Silver pauses, his fingers halting their undoing of the delicate blanket. “John,” he repeats, because he’s never heard him say it out loud before.
He sighs and draws up his good leg, tilts his head and rest his cheek on his knee, watching his own weariness reflected back at him in Flint’s face. “Penelope had 108 suitors,” he says.
“What?”
“Penelope. While Odysseus was away, there were 108 men vying for her hand, and she had to put them all off for twenty years. Now, granted, you were barely gone two days, and nobody was trying to marry me, but…” He can feel the beginnings of a smile tearing at the edges of his composure, and Lord isn’t it simple just to fall back into this easy charm with him.
I’m coming back to myself, he thinks. He spoke my name, and here I am.
“So, you see, I had to stay.”
Flint makes a low sound in the back of his throat that could be a laugh, if Silver squints. He leaves his chair and comes to sit on the window seat in the space where Silver’s leg should be. Gently, he reaches out and takes the hem of the blanket from him, and if their fingers touch neither of them say a word about it.

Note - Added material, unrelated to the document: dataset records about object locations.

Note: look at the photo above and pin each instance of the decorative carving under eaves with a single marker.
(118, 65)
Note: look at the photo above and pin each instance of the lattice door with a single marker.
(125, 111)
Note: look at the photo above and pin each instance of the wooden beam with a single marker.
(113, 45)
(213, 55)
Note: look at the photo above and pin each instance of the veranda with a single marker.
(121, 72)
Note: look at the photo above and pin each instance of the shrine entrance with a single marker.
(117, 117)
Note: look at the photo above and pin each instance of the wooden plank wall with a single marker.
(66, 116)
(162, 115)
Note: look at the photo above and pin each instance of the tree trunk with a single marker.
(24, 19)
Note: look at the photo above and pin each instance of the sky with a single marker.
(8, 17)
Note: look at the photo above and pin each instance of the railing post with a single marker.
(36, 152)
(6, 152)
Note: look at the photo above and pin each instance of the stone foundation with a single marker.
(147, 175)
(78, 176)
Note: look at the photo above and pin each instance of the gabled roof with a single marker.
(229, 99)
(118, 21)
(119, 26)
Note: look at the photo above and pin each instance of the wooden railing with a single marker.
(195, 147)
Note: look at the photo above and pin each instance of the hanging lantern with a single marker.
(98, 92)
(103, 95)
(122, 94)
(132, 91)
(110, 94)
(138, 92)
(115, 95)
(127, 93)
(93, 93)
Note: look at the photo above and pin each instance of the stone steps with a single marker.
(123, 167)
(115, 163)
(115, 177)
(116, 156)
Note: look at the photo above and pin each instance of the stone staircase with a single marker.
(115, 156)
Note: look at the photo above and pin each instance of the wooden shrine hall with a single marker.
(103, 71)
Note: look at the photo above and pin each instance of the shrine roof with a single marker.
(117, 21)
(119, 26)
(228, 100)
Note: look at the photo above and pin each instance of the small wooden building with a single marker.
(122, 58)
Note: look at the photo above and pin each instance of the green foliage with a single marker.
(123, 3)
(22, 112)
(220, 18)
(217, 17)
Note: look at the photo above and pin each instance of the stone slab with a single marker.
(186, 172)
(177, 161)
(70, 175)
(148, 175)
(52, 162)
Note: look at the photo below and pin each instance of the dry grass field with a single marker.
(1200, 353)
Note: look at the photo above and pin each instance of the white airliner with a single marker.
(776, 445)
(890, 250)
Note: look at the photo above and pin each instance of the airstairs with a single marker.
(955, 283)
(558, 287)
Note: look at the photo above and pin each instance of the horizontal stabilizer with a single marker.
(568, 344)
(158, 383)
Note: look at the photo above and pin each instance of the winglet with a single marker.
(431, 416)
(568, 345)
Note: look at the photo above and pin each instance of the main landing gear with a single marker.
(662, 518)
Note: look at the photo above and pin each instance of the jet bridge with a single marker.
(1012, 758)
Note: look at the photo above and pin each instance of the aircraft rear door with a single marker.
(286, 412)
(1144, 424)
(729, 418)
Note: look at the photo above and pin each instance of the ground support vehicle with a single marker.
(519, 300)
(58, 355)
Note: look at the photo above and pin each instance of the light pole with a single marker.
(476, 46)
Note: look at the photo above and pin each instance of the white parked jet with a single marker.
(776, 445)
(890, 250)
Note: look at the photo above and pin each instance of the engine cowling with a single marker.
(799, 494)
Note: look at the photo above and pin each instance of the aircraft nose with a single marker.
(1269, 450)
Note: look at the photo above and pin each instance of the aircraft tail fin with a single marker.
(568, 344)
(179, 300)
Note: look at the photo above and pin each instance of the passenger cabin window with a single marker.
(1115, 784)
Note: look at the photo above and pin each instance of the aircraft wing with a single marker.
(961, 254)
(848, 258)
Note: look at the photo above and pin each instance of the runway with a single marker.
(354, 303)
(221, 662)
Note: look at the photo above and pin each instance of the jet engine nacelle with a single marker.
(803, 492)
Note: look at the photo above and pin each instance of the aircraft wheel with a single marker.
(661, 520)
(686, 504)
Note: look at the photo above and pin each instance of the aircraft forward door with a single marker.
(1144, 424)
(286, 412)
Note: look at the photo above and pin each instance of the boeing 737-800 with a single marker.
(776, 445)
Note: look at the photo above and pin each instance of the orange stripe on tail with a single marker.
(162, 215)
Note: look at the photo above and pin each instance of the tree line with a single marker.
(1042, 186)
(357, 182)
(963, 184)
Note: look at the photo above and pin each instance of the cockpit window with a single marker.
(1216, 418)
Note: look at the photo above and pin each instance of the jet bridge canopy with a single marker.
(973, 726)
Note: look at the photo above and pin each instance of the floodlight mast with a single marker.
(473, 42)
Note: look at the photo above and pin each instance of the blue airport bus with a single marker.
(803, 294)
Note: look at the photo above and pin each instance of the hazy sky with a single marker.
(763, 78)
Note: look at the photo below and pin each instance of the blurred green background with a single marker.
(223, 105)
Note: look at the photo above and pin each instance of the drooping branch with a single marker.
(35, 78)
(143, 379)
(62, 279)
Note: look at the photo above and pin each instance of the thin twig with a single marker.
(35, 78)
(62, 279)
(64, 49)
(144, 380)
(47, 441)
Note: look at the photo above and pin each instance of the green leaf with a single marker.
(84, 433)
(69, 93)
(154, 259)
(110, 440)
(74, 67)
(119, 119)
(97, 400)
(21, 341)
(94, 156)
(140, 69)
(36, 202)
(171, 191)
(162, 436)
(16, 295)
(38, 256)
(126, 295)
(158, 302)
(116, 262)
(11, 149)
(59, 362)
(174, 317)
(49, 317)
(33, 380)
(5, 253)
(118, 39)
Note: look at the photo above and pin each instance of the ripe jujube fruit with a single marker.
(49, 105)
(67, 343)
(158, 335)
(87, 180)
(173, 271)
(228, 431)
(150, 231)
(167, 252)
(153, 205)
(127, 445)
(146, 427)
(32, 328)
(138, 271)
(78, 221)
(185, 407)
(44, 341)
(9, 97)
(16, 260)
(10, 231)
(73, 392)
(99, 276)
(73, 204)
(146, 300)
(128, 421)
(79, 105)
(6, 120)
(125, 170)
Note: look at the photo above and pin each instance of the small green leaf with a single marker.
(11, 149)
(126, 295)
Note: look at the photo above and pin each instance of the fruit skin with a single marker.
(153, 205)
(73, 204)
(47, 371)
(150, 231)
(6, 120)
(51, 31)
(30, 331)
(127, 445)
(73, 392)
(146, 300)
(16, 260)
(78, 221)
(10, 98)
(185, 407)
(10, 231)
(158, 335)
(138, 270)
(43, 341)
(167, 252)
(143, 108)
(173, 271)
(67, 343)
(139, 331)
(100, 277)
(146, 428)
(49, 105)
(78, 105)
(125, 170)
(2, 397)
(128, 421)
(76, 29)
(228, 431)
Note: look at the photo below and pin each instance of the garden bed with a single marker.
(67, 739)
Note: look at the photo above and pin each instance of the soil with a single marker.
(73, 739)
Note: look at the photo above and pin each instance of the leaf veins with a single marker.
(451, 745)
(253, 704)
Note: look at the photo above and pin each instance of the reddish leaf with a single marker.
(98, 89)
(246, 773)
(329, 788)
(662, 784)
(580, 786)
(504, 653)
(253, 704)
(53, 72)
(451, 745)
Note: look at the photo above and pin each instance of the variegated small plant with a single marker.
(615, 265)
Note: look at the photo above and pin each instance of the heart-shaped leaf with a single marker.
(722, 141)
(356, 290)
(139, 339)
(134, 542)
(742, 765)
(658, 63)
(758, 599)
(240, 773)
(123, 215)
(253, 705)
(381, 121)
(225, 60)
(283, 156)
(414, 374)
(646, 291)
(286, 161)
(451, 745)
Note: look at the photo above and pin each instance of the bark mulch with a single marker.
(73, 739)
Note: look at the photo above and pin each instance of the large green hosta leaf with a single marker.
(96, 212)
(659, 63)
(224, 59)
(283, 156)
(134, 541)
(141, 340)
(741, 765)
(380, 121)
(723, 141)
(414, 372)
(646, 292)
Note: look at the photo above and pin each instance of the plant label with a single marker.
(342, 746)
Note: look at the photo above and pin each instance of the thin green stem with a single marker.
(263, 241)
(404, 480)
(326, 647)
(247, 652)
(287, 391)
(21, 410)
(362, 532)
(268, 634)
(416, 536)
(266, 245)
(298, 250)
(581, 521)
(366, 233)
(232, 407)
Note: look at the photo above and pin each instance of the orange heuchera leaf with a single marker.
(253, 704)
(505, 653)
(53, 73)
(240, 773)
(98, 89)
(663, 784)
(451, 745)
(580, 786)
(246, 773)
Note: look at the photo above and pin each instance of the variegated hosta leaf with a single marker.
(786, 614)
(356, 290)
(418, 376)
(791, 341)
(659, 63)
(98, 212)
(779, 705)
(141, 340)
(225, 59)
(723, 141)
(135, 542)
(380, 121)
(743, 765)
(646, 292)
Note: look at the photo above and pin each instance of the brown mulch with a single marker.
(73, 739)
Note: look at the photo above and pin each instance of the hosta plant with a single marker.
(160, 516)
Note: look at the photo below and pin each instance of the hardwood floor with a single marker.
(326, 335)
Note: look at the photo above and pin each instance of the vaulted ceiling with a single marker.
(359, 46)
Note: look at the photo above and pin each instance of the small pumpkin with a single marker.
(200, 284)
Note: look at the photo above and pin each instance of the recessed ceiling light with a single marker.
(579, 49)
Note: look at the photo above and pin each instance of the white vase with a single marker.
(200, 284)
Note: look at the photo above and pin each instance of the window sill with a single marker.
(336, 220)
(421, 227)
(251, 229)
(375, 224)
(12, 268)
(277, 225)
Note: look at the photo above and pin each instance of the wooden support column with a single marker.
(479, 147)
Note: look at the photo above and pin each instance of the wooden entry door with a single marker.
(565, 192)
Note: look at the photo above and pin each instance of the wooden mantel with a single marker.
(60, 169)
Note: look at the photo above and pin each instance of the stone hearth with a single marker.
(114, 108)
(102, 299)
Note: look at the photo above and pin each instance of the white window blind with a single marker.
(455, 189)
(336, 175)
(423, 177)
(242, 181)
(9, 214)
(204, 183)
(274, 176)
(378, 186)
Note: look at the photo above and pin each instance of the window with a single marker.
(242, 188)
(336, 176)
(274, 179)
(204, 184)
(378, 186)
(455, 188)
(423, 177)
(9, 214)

“And is this Laertes’ burial shroud you’re weaving, Penelope?” he asks.
Silver scoffs. “Did you just make a joke, Captain?”
Flint says nothing, getting to his feet once again, and drawing the blanket up over Silver’s shoulders. As he leans down to tuck in the edges he presses a heavy kiss to the top of Silver’s head. Then, resting his forehead against Silver’s temple, he recites:
“And as when the land appears welcome to men who are swimming, after Poseidon has smashed their strong-built ship on the open water, pounding it with the weight of wind and the heavy seas, and only a few escape the grey water landward by swimming, with a thick scurf of salt coated upon them, and gladly they set foot on the shore, escaping the evil; so welcome was her husband to her as she looked upon him.”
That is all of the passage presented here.